Citizen Science is a Spark

Aug 19, 2012 | Citizen Science

I’ve taught middle level students for a lot of years. The bane of my existence is the whiney teen-ager, attitude oozing out of every pore, that go-ahead-and-try-to-teach-me look firmly in place, asking my least favorite question: “When am I ever gonna hafta use this?”

Do I paint a familiar picture?

I twist myself into a pretzel on a regular basis to make sure everything I teach has a purpose in the futures of my students. Sometimes it’s easy, sometimes not so much. Take astronomy, for example. With the exception of the occasional future rocket scientist or astronaut that may be crossing the threshold of my classroom, knowing about Kuiper belt objects seems like just another multiple-choice test item. I can hear them yawning from here.

But what if I can make it their futures? I’ll admit I’m addicted to Ice Investigators…what if my students were that excited about looking for possible dwarf planets? What if I can get them to spend more time combing through data from the New Horizons space probe than they spend watching American Idol? For the rest of their lives, they would feel a tug of pride any time they heard about the latest finds in the icy space beyond Pluto. They could say they were part of that exploration from the beginning. How cool is that?

Teenagers want so much to change the world, or at least make an impact while they’re trying. Giving them opportunities to participate in authentic, real-life research feeds that feeling. They can move from the initial “Is this for real?” attitude to the place where “I’m really doing this!” is the focus. It gets them involved and excited, and makes them want more.

Citizen science is another one of those sparks that we can use to get kids jazzed up about learning. It’s the little push we can give them to get started as scientists. With enough momentum, the next generation will include informed adults who understand that science is a problem-solving tool.

1 Comment

  1. John Jaksich

    I first should say that I have much admiration for your ability to teach middle-school students. When I was of middle-school age, I was very much into science–but one of only a handful of my classmates. And to me, it seems as if possessing the ability to convey the importance of having a future to “live for” maybe just one aspect of conveying the coolness of science. I believe that the other aspect (which you mentioned) of changing the world (making a difference)–it is this aspect that maybe the most difficult.

    To many teens, it is a matter of fitting-in and “hanging with peers”–and as you may well know— trying to change the world often requires one to change oneself, first. That is hard for many, not just teens–and this is probably where the bottleneck to change becomes a slippery-slope. We need better “role-models.”

    Having to examine one’s own life is never easy–and all of us, to whatever extent, do take a path of least resistance. Having since participated in BAUT and (now) COSMOQuest–it has opened some the participants’ eyes–and definitely my own eyes.

    And as a mentor recently pointed-out to me, “I would pour much of ‘the county’s resources’ into early childhood education”–(and they did not say)–“early education prep, but meant to say that we may have lost a part of current generation of scientists and engineers.” The mentor whom I mention is a respected college professor and dept chair—as well as a parent of two young children.

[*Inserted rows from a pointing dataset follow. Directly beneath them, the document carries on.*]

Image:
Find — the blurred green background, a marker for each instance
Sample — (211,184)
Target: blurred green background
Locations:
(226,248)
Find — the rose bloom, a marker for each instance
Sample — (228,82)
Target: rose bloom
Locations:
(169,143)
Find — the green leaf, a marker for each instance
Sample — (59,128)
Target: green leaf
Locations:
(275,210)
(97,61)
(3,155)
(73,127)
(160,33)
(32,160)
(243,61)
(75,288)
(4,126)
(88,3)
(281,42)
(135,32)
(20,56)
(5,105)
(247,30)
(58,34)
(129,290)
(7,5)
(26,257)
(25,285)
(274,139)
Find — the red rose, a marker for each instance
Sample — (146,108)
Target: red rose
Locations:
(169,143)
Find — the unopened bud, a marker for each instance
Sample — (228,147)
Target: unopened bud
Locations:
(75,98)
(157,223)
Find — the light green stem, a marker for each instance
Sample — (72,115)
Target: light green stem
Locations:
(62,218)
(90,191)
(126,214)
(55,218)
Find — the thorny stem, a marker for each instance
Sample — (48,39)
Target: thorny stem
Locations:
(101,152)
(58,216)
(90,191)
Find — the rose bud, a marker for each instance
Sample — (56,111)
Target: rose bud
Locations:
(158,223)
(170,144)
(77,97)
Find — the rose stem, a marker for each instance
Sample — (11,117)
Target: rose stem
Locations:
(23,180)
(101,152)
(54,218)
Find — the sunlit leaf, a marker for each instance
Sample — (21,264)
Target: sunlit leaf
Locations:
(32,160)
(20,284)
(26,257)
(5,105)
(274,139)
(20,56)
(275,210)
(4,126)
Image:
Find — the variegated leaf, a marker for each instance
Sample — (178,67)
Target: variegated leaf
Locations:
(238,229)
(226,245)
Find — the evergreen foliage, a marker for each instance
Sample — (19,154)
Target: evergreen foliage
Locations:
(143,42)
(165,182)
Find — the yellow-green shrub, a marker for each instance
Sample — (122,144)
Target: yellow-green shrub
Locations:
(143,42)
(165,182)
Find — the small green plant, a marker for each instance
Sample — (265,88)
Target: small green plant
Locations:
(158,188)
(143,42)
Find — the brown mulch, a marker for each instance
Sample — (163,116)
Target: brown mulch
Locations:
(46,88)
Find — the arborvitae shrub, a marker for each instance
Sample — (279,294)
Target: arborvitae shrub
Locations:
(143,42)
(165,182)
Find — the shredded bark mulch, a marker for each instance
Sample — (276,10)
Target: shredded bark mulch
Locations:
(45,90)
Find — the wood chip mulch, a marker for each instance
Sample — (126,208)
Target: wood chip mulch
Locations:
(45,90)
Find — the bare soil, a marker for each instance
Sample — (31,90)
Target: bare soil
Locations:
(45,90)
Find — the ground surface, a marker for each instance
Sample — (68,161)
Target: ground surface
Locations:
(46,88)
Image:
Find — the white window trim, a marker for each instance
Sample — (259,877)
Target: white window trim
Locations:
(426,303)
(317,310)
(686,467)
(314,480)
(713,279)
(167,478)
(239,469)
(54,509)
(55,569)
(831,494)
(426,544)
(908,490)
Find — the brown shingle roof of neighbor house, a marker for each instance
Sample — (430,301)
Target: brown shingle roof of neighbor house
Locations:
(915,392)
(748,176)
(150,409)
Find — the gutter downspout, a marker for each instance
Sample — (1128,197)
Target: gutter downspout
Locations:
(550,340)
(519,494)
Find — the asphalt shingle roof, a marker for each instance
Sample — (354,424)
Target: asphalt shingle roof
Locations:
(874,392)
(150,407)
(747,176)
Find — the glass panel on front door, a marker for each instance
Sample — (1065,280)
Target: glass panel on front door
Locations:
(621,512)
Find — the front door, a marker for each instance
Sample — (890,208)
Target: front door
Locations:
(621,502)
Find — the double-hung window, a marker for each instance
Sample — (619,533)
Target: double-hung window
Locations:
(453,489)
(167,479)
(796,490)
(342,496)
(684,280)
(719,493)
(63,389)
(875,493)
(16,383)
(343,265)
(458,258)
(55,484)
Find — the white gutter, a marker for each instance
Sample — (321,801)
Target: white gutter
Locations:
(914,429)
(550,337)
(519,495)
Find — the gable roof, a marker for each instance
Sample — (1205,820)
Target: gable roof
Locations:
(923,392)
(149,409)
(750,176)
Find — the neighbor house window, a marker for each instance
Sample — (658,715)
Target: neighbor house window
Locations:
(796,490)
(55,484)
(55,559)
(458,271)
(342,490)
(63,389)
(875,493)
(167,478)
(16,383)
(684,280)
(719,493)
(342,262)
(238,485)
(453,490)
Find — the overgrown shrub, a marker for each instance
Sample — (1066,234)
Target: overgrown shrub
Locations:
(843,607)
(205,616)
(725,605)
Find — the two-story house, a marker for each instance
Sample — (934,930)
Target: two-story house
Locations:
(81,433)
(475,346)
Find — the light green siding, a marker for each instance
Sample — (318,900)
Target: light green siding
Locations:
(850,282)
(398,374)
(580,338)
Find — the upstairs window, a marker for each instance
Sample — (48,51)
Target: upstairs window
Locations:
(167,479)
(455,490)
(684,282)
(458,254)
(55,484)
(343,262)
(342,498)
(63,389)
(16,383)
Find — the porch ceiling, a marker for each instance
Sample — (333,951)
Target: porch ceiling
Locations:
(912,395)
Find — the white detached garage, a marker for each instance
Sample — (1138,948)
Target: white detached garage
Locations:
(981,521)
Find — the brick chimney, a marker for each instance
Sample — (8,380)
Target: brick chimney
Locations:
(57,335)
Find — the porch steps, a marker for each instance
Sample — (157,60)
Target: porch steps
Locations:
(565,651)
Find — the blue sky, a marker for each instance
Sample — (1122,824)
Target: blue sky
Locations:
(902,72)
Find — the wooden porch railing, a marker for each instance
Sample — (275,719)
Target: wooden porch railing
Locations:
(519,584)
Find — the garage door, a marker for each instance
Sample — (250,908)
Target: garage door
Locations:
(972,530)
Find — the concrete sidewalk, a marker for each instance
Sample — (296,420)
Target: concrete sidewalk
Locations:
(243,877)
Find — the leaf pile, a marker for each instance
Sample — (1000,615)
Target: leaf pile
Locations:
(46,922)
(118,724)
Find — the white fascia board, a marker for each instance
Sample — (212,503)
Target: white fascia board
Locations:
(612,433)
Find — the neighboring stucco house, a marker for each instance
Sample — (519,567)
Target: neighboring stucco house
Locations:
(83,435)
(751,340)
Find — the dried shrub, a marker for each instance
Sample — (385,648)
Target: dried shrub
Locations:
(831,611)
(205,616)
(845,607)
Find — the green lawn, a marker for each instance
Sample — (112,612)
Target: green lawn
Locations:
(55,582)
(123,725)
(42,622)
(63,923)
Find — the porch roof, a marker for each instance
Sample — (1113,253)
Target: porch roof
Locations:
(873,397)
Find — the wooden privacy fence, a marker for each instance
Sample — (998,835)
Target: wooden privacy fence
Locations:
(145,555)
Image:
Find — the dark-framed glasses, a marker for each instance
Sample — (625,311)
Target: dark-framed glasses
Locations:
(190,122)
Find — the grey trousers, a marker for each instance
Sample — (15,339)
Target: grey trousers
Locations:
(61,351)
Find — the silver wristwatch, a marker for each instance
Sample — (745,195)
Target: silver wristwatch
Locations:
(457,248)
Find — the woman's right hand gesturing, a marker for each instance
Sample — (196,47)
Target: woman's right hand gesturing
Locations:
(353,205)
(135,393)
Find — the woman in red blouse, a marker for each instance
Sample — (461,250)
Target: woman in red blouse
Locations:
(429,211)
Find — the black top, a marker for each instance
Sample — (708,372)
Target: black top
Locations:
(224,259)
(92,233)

    When I was an undergraduate–in the 1980s–it was rare to hear this kind of talk in academia and the tones (of the future) were “hopeful.” The situation is indeed dire–if one does examine the trends of the last twenty-five years. It would only get worse if our “current” funding gets cut. To me you are the true-role model that our middle-schoolers need and will need to cling to in the future.

    In my opinion, it may take something viewed as “calamitous” for the current generation of adults to “wise-up.”